At Defendant’s sentencing hearing, both Defendant and the government requested

a 14-month prison sentence. The district court stated that it was “not interested at all in

the historical drug convictions,” R., Vol. III at 16, but concluded that Defendant “has a

track record of coming back illegally,” and “has a greater justification for coming back

now than he did in 2004, because he has two U.S. kids.” Id. at 31–32. It consequently

determined that any sentence shorter than 33 months—the sentence imposed in 2004—

would not adequately deter him from reentering, and it sentenced Defendant to 33

months’ imprisonment, followed by three years of supervised release.

II. DISCUSSION

Defendant argues that his sentence was both substantively and procedurally

unreasonable. “We review sentences for reasonableness under a deferential abuse of

discretion standard.” United States v. Haley, 529 F.3d 1308, 1311 (10th Cir. 2008). “A

sentence is substantively unreasonable if the length of the sentence is unreasonable given

the totality of the circumstances in light of the 18 U.S.C. § 3553(a) [sentencing] factors.”
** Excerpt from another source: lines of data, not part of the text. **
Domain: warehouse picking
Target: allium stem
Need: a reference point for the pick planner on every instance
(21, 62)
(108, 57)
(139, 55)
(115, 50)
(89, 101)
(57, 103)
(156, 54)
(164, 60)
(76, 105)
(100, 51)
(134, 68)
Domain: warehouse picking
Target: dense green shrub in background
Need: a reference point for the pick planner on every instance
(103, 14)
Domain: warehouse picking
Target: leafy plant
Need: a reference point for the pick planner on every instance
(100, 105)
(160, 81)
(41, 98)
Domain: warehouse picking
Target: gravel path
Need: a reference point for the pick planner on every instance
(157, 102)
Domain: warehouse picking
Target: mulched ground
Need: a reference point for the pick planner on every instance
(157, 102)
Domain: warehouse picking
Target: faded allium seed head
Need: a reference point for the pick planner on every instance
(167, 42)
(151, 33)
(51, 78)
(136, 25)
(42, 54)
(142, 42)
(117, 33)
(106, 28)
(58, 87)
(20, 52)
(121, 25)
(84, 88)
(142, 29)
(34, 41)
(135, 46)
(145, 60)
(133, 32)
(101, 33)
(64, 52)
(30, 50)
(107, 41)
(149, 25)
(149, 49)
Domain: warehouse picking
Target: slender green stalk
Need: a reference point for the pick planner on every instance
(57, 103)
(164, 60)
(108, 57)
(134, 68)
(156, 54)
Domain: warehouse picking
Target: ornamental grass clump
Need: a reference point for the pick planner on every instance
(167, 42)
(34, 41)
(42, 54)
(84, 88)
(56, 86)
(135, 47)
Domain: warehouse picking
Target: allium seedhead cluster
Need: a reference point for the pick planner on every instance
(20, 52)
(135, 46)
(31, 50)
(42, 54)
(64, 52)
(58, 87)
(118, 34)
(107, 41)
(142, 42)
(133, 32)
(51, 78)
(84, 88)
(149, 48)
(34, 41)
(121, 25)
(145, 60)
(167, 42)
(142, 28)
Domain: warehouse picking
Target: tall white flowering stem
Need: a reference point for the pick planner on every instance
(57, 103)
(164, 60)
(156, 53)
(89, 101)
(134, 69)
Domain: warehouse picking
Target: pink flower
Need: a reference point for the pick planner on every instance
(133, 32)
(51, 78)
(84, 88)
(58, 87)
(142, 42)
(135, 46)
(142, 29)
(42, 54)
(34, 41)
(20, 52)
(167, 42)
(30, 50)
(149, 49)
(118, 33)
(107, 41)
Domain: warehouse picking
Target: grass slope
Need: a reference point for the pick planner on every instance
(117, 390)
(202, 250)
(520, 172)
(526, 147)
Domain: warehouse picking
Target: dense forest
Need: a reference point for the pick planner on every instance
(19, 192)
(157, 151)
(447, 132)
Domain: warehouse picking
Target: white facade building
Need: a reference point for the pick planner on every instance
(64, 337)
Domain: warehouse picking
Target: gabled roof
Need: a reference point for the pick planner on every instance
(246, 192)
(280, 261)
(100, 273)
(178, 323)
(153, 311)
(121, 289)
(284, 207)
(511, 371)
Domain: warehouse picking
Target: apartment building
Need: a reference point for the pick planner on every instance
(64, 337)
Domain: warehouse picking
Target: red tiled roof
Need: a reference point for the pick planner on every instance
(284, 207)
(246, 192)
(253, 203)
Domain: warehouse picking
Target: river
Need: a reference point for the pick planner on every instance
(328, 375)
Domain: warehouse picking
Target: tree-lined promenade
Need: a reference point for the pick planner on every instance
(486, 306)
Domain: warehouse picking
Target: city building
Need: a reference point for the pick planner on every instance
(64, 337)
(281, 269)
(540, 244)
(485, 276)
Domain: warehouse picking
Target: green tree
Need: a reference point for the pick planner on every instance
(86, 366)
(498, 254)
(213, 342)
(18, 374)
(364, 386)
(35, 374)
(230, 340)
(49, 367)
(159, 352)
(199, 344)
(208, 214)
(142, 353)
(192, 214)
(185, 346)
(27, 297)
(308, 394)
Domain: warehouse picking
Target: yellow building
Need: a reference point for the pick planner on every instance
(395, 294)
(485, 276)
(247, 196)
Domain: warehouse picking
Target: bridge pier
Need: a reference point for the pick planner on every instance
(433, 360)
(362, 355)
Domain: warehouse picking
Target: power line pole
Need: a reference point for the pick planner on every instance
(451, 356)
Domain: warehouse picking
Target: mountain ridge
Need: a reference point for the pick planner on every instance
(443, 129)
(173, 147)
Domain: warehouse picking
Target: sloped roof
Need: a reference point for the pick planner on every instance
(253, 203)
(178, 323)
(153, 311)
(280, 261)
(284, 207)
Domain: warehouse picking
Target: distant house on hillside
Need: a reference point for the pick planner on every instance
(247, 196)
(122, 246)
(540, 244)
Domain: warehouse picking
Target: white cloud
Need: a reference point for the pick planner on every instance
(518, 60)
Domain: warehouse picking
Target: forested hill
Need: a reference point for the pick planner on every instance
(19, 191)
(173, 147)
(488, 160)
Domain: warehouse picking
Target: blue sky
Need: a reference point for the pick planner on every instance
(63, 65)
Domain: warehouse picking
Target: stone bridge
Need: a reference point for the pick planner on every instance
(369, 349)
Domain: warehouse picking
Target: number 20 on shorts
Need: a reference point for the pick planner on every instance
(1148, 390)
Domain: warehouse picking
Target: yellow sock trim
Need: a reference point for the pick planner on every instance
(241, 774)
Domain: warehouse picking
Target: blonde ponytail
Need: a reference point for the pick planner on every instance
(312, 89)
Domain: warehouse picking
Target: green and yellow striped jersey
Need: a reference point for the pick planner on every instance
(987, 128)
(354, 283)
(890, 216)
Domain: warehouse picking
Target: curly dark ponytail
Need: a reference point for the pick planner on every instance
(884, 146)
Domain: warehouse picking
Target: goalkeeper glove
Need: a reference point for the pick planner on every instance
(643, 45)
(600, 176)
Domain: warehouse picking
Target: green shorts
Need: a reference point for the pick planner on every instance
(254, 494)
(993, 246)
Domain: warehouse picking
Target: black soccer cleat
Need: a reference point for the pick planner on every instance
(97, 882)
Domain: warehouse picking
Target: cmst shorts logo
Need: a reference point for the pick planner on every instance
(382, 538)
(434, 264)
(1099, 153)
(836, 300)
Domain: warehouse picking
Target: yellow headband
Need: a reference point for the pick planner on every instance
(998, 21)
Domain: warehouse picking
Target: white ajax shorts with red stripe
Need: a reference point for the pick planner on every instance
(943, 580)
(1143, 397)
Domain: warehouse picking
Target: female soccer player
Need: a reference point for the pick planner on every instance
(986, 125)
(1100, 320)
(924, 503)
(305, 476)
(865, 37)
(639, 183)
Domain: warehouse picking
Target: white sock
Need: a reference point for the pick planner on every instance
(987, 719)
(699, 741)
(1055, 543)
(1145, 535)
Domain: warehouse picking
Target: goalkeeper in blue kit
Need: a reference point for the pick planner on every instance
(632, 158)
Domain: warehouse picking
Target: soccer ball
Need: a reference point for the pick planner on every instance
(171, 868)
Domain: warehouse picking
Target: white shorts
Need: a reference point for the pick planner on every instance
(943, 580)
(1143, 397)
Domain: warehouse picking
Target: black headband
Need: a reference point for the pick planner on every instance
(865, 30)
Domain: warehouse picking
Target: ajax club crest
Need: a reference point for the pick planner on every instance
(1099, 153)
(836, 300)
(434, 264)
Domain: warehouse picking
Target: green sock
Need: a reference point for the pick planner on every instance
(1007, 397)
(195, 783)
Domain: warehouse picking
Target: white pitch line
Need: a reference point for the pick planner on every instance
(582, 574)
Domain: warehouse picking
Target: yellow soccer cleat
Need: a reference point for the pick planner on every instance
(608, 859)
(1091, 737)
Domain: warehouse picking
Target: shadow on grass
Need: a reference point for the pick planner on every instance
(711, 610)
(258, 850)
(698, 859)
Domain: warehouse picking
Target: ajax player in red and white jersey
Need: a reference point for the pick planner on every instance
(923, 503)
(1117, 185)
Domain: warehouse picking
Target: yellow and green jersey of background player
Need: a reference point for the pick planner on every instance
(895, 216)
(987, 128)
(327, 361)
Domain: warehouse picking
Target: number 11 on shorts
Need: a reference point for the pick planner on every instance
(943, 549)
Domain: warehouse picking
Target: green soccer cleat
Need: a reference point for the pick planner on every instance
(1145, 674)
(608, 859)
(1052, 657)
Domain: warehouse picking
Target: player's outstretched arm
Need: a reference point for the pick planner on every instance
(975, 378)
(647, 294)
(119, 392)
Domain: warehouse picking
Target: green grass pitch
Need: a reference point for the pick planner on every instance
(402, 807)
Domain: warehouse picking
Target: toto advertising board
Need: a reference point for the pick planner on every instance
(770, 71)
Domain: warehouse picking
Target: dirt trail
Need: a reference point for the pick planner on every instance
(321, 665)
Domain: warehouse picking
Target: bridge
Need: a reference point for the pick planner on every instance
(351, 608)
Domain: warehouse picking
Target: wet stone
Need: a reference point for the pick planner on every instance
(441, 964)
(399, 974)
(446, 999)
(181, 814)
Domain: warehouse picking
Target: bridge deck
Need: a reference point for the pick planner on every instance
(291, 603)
3 Id. “A sentence is procedurally unreasonable if the district court incorrectly calculates or

fails to calculate the Guidelines sentence, treats the Guidelines as mandatory, fails to

consider the [statutory sentencing] factors, relies on clearly erroneous facts, or

inadequately explains the sentence.” Id.

A. Substantive Reasonableness

Defendant argues that his sentence was substantively unreasonable because the

district court overweighted the need to deter him from future illegal reentries and

consequently imposed too long a term of imprisonment. “A sentencing decision is

substantively unreasonable [only] if it exceeds the bounds of permissible choice, given

the facts and the applicable law.” United States v. Chavez, 723 F.3d 1226, 1233 (10th

Cir. 2013) (brackets and internal quotation marks omitted). The statute that sets forth the

proper sentencing factors is 18 U.S.C. § 3553(a), which “requires district courts to

consider seven factors in sentencing: (1) the nature and circumstances of the offense and

the history and characteristics of the defendant; (2) the need for a sentence to reflect the

basic aims of sentencing, namely (a) just punishment (retribution), (b) deterrence, (c)

incapacitation, and (d) rehabilitation; (3) the kinds of sentences available; (4) the

Sentencing Commission Guidelines; (5) Sentencing Commission policy statements; (6)

the need to avoid unwarranted sentencing disparities; and (7) the need for restitution.”